3. Real-time implementation in Android

The files VokaMonoOpen-3-0-android.zip and VokaStereoOpen-3-0-android.zip contain complete demo apps called “VokaMono” and “VokaStereo”, respectively, which you can open directly with Android Studio. Each of these projects contains a copy of the OpenVokaturi-3-0-android.aar library.

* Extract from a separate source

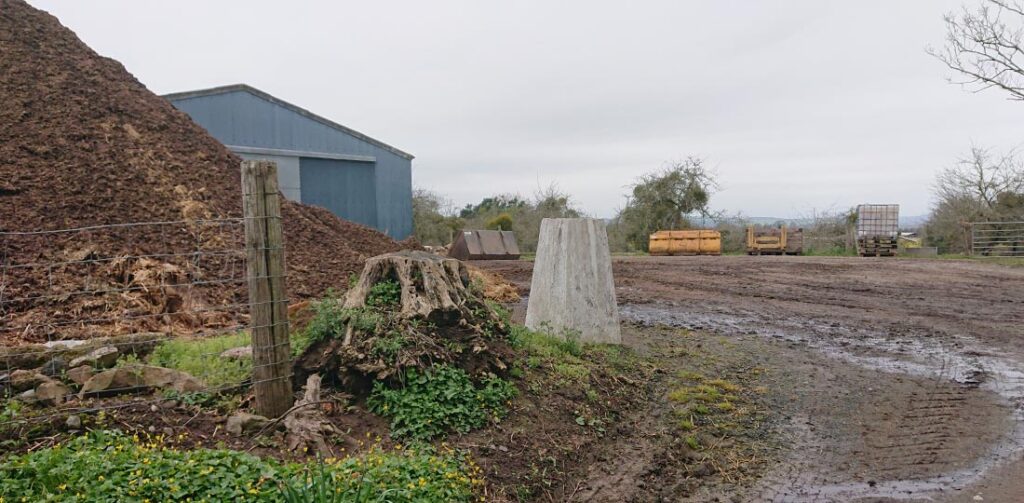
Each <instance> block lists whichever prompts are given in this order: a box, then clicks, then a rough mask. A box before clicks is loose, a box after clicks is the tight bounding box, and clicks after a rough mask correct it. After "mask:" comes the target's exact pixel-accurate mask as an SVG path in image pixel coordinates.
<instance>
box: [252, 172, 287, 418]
mask: <svg viewBox="0 0 1024 503" xmlns="http://www.w3.org/2000/svg"><path fill="white" fill-rule="evenodd" d="M242 200H243V208H244V212H245V228H246V252H247V256H248V260H247V276H248V278H249V315H250V318H251V325H252V328H251V330H252V345H253V388H254V390H255V392H256V413H257V414H259V415H261V416H265V417H269V418H275V417H280V416H282V415H284V414H285V413H286V412H287V411H288V410H289V409H291V407H292V403H293V401H294V395H293V394H292V359H291V352H292V351H291V345H290V344H289V342H288V299H287V297H286V296H285V250H284V246H285V240H284V237H283V235H282V225H281V201H280V199H279V191H278V165H276V164H274V163H273V162H270V161H243V162H242Z"/></svg>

4. Inclusion in your iOS or Android app

If you want to experiment with the demo code, please understand the following issues about the licence:

  1. You can freely modify the code for your own use.
  2. If you distribute the app that contains your modified code, you can freely do so for the GUI (VokaMono or VokaStereo) part of the source code, because that part of the code, being demo code, is in the public domain.
  3. If you distribute the app that contains your modified code, you can include the emotion detection library OpenVokaturi-3-0-ios.a or OpenVokaturi-3-0-android.aar (or any other OpenVokaturi library, or the OpenVokaturi source code) into your app only if you distribute your app under the General Public Licence, i.e. as open source. This is because the open-source edition of the Vokaturi library is released under the General Public Licence.
  4. If you want to distribute your app without releasing its source code under the General Public Licence, you cannot include any open-source edition of the Vokaturi library, but you should instead buy a VokaturiPlus licence.
  5. The pictures included with the demo app are copyrighted by Vokaturi. We expect that if you distribute your app, you will not include these example pictures, but use your own ones instead.